The first phase of COSINE-100's work will look for dark matter in search of more detected signals in the background with good energy and features. In the initial investigation, the researchers did not find any additional data signal, compared to the DAMA annual modification signal compared to other experimental results. COSINE-100 scientists have indicated that the results of the DAMA will be confirmed or rejected.

The COSINE-100 experiment has 8 low sodium ion crystals with 8 backgrounds arranged in a 4-by-2 array that gives a total objective of 106 kg. Each crystal has two photo sensors to measure the amount of energy accumulated in the crystal.

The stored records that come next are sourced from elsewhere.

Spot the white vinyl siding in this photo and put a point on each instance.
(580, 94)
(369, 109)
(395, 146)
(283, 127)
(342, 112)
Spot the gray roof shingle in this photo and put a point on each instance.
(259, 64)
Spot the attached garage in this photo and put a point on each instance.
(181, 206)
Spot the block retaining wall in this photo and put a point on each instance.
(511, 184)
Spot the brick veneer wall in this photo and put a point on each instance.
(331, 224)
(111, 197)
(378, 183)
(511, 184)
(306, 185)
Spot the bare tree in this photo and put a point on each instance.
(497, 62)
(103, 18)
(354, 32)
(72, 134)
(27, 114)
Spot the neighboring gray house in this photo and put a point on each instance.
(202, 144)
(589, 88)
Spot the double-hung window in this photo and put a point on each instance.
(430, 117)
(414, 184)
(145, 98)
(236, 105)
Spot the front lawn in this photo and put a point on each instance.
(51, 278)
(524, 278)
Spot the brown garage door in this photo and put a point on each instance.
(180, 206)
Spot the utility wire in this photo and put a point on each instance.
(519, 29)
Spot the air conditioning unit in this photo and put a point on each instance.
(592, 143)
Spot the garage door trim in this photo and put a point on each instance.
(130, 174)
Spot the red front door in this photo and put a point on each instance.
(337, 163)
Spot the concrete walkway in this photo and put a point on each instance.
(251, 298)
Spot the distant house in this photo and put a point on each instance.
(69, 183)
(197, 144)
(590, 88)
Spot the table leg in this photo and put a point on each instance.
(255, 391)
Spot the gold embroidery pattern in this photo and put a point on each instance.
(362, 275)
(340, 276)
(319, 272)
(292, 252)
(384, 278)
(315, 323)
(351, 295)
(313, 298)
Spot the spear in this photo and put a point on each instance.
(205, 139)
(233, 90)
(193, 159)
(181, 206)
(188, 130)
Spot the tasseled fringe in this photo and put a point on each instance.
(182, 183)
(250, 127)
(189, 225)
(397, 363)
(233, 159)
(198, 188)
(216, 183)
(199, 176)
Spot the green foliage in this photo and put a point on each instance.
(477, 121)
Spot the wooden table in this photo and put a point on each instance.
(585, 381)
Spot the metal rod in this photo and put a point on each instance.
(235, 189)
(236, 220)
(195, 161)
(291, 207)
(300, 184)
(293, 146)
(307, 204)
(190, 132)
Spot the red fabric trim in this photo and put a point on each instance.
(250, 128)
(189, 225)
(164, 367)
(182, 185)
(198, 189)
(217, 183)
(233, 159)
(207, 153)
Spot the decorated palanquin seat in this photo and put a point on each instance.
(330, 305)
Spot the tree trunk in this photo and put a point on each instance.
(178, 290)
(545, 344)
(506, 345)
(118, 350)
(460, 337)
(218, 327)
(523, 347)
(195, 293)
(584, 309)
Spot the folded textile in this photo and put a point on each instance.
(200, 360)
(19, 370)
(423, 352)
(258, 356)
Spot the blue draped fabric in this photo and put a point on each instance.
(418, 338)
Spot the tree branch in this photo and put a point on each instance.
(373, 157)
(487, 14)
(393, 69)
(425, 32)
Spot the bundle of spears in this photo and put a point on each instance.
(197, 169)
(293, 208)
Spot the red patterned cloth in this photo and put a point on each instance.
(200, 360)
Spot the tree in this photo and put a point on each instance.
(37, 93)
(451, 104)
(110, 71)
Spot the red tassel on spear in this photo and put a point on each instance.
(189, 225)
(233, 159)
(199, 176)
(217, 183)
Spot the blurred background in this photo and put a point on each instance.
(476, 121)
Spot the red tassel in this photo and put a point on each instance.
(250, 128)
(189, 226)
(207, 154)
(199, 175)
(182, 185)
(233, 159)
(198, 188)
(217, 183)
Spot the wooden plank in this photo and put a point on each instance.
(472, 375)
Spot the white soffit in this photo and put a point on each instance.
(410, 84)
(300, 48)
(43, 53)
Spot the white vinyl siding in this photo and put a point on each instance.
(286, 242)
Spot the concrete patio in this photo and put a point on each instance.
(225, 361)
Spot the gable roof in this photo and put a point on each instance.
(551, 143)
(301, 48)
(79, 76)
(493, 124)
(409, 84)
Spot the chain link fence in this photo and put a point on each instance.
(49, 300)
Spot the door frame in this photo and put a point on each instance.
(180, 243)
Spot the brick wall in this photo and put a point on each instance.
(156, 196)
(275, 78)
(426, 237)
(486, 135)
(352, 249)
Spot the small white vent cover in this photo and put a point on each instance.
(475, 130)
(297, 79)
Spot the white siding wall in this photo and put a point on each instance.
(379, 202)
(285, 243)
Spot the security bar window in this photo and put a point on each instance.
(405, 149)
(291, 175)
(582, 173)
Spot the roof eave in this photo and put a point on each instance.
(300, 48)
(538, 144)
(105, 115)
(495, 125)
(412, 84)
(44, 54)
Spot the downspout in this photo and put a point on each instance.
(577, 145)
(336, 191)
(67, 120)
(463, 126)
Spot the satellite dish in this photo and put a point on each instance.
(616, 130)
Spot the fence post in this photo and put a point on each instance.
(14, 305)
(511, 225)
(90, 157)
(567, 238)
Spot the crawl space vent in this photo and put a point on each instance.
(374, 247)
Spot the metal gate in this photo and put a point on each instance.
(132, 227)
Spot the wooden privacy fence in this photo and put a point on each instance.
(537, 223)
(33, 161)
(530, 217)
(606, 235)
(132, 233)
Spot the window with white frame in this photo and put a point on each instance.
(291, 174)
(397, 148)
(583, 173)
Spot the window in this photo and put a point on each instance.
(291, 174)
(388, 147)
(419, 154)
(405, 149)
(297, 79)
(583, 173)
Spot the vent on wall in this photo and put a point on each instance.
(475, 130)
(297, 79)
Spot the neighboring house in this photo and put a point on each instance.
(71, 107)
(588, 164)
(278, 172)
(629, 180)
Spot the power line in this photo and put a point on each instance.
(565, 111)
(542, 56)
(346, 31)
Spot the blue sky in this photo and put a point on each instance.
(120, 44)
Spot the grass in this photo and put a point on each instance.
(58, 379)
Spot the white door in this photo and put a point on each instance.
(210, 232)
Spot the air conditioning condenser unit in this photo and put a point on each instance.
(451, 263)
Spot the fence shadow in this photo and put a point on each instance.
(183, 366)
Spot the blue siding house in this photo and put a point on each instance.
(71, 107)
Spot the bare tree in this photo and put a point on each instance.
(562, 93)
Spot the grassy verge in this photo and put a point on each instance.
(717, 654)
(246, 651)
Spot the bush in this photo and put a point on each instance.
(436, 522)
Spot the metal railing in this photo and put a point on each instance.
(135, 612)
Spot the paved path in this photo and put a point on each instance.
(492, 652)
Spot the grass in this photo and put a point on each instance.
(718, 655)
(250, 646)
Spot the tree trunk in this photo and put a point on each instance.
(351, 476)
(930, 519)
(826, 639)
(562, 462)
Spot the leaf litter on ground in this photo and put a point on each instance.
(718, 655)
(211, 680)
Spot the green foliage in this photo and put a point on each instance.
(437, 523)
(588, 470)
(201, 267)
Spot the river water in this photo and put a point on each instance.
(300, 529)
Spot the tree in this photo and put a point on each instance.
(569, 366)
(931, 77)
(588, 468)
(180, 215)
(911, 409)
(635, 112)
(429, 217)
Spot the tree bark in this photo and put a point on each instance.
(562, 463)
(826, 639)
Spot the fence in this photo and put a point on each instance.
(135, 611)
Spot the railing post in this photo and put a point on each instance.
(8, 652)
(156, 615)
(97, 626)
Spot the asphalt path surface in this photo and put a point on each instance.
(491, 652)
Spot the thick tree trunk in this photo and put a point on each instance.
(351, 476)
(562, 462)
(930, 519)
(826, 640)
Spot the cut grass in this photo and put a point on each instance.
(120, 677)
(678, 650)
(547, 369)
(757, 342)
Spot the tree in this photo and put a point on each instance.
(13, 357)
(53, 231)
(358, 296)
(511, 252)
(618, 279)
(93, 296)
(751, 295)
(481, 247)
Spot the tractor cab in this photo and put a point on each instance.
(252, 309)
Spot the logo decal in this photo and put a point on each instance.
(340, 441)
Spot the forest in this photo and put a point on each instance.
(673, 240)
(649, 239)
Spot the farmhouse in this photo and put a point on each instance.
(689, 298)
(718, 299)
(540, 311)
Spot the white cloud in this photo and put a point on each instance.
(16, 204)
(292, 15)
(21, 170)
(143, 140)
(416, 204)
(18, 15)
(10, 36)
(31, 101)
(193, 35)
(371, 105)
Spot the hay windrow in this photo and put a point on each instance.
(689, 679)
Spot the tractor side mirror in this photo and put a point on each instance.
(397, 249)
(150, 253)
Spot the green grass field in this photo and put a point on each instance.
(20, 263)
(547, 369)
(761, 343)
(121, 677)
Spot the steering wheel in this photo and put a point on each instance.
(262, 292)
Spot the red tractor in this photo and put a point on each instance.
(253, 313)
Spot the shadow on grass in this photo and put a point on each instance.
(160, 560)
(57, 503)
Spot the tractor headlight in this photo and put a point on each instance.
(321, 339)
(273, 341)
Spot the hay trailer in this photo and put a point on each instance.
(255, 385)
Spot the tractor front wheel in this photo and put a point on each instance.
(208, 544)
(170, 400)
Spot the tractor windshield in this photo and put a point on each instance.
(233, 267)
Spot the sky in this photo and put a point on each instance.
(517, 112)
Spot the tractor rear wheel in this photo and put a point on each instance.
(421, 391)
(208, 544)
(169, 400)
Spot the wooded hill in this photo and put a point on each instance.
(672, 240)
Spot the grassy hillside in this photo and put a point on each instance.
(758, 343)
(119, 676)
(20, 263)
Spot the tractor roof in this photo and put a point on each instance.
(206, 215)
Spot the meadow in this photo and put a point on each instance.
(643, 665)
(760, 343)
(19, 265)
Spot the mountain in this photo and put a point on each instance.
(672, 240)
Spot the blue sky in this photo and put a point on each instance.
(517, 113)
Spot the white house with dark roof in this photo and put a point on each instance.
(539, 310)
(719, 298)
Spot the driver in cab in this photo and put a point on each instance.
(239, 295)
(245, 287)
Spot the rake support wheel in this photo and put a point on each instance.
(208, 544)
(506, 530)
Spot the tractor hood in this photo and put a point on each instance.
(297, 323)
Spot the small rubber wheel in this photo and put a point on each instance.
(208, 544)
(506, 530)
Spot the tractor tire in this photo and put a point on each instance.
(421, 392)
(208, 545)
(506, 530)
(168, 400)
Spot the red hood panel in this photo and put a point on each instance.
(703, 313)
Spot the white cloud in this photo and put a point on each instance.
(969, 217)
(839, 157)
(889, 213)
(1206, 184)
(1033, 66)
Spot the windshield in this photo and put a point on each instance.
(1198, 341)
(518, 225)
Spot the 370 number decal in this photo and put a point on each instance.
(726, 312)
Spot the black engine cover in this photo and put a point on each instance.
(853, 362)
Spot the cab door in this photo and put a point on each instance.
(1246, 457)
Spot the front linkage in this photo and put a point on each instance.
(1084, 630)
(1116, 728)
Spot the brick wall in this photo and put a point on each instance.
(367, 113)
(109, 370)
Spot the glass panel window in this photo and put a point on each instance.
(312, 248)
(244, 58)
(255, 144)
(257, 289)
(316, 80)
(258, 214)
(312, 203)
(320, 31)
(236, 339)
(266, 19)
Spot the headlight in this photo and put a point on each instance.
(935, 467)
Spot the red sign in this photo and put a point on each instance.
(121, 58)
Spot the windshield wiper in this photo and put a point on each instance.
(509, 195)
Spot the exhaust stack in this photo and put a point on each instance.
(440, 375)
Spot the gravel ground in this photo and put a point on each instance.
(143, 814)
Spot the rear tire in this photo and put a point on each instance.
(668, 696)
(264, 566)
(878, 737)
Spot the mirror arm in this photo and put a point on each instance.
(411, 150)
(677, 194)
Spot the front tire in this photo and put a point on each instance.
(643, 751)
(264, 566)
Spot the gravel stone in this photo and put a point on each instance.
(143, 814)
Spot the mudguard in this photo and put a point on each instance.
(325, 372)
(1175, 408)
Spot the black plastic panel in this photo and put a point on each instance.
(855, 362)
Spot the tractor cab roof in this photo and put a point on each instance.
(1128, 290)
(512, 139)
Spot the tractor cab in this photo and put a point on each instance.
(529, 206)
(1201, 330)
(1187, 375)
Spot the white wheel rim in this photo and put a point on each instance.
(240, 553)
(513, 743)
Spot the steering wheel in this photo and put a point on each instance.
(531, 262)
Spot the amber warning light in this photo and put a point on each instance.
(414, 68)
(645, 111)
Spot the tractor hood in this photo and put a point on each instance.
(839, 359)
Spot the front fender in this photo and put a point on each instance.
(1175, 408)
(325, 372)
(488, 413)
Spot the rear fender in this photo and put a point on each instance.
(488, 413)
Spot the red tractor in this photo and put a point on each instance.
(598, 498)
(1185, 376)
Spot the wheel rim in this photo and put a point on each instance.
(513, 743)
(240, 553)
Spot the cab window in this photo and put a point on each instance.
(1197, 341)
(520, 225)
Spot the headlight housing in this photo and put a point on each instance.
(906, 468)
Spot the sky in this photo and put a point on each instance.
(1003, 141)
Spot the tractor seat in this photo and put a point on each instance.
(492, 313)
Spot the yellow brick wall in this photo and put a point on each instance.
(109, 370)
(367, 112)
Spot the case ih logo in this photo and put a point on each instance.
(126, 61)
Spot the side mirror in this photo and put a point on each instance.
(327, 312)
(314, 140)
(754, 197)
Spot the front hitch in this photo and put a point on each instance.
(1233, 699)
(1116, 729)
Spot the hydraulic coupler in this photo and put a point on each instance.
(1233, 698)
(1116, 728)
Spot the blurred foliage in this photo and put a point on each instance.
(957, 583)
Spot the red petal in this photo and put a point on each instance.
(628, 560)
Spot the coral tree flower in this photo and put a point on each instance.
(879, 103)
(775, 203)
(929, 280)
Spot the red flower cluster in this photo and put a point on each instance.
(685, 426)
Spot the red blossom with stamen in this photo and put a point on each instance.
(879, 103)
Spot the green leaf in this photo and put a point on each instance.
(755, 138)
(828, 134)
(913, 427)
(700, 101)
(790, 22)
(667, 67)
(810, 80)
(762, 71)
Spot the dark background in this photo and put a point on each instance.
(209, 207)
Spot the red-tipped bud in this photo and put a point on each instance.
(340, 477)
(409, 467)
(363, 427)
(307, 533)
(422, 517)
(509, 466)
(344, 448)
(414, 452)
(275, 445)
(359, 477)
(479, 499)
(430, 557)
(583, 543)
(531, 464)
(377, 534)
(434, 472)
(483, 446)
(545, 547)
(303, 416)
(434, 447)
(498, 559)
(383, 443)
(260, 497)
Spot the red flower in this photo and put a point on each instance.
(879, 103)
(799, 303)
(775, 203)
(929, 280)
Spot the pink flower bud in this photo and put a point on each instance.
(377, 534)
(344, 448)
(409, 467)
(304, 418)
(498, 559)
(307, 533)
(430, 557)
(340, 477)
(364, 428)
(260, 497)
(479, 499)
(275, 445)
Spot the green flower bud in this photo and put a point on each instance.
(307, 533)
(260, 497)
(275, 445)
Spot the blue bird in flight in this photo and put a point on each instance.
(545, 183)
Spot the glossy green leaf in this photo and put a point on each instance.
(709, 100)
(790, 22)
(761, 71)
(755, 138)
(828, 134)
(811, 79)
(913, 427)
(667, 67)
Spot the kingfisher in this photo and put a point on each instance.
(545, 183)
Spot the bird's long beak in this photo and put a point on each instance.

Sodium iodide crystals are immersed in liquid liquids, 2,200 L, to identify and reduce the radioactive radiation observed. The detector incorporates copper, lead and plastic protection components to reduce backward radiation intake and reduce the radius of the muons.

The COSINE-100 partnership brings together 50 scientists from 50 countries, South Korea, the United Kingdom, Brazil, and Indonesia. The Yangyang Underground Laboratory, based on the experiment, is led by the South Korean Institute of Basic Science, Sub-Physics (IBS).

"The initial results are the traces of a possible search for dark matter that draws from a DAMA signal. Needless to say, this claim does not exclude the dark matter's interaction, unless it changes the dark matter pattern," said Hyun Su Lee, another spokeswoman for the COSINE-100 co-operative. Associate Director of IBS Underground Physics Center.